Aturan Konsumsi Susu untuk Anak Saat Ramadhan Agar Kuat Berpuasa Seharian

Ilustrasi susu/anak.
Sumber :
  • Freepik

VIVA Lifestyle – Minum susu menjadi suatu hal yang perlu dilakukan selama berpuasa. Pasalnya, tak hanya baik bagi kesehatan, minum susu saat sahur bisa menambah daya tahan tubuh seharian. Terutama, anak-anak yang mulai belajar puasa, minum susu saat sahur dan berbuka dapat menjadi penyeimbang gizi dalam tubuh. 

Meski demikian, tidak semua susu baik untuk dikonsumsi oleh anak. Diungkap dokter spesialis penyakit dalam dari RS Hermina Depok, dr. Aru Ariadno, Sp.PD, KGEH, ada beberapa hal yang perlu diperhatikan saat memberikan susu pada anak. Pertama dan utama jangan berikan susu yang mengandung gula tinggi. Scroll lebih lanjut ya.
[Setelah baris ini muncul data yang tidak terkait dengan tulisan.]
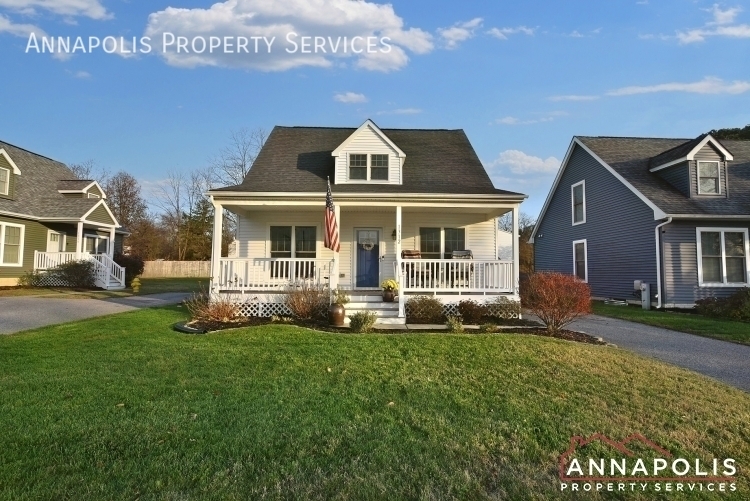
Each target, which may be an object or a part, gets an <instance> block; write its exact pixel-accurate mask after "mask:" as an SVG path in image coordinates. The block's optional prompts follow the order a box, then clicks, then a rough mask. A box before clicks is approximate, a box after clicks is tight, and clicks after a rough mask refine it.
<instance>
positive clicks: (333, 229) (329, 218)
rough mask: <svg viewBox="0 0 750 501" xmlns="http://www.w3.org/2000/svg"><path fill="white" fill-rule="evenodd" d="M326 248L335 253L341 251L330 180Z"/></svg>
mask: <svg viewBox="0 0 750 501" xmlns="http://www.w3.org/2000/svg"><path fill="white" fill-rule="evenodd" d="M323 245H324V247H326V248H327V249H331V250H332V251H333V252H339V251H340V250H341V244H340V243H339V227H338V224H337V223H336V210H335V209H334V206H333V195H331V180H330V179H329V180H328V192H327V193H326V234H325V242H324V244H323Z"/></svg>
"Susu cair yang manis, kadang juga susu kemasan ditambah zat-zat lain termasuk gula," ujar dia belum lama ini.

Sebagaimana diketahui, susu mengandung protein hewani yang baik untuk anak. Protein hewani dinilai efektif dalam mencegah anak mengalami stunting karena mengandung zat gizi yang lengkap, kaya protein hewani dan vitamin yang sangat penting dalam mendukung pertumbuhan dan perkembangan.
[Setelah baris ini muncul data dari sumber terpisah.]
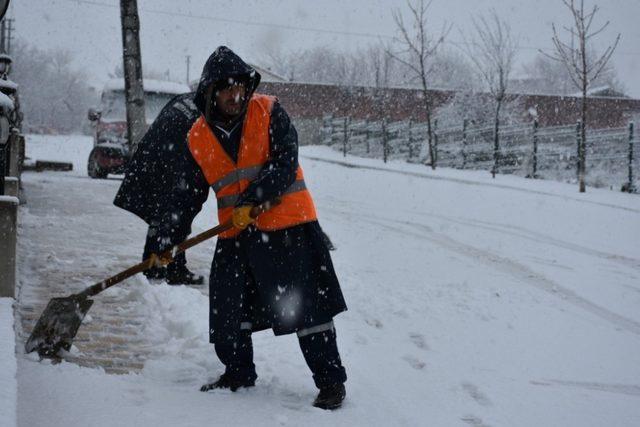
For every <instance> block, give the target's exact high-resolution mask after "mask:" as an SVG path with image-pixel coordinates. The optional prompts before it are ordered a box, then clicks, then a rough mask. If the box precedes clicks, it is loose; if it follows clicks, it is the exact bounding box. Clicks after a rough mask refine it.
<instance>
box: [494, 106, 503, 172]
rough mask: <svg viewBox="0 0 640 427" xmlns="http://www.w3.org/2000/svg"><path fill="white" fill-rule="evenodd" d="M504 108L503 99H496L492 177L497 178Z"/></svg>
mask: <svg viewBox="0 0 640 427" xmlns="http://www.w3.org/2000/svg"><path fill="white" fill-rule="evenodd" d="M501 108H502V98H498V99H496V117H495V122H494V128H493V168H492V169H491V176H492V177H493V178H495V177H496V173H497V172H498V157H499V154H500V109H501Z"/></svg>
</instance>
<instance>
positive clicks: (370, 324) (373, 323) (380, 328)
mask: <svg viewBox="0 0 640 427" xmlns="http://www.w3.org/2000/svg"><path fill="white" fill-rule="evenodd" d="M365 322H367V325H369V326H373V327H375V328H377V329H382V322H381V321H379V320H378V319H365Z"/></svg>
Di sisi lain, Plt. Direktur Gizi dan Kesehatan Ibu dan Anak (KIA) Kementerian Kesehatan Ni Made Diah mengatakan penyebab utama permasalahan gizi adalah asupan gizi yang tidak optimal dan infeksi berulang. 

“Studi yang dilakukan oleh Headey et.al (2018) menyatakan bahwa ada bukti kuat hubungan antara stunting dan konsumsi pangan hewani pada balita 6-23 bulan, seperti susu, daging, ikan dan telur,” ujar Diah beberapa waktu lalu.

Anak minum susu.

Photo :
  • http://seputarkehidupanbunda.blogspot.com/2014/04/mengajarkan-anak-agar-mau-minum-susu.html

Sementara itu, guna melindungi kesehatan masyarakat terutama anak-anak dari peredaran produk pangan olahan yang tidak memenuhi ketentuan khususnya menjelang Ramadan, Loka Pengawasan Obat dan Makanan (Loka POM) di sejumlah daerah sejak awal Februari lalu telah mulai mengintensifkan pengawasan keamanan pangan yang beredar di masyarakat.

“Sasarannya adalah pelaku bisnis ritel dan distributor pangan di toko supermarket, pasar tradisional, “ ujar Pengawas Farmasi dan Makanan dari Loka POM Tanjungpinang Deni Setiawati. 

Lebih lanjut, ia juga mengingatkan masyarakat akan pentingnya peduli obat dan pangan aman dengan Cek KLIK. Diantara hal-hal yang menjadi fokus pengawasan adalah kandungan zat berbahaya pada makanan, masa kadaluarsa hingga izin edar. 

Selain itu, pangan impor yang kerap menjadi daya tarik masyarakat jelang Ramadan juga perlu mendapat perhatian serius. Sebab, tidak sedikit pangan impor yang tidak terawasi dengan baik atau bahkan mengandung zat-zat yang berbahaya bagi kesehatan.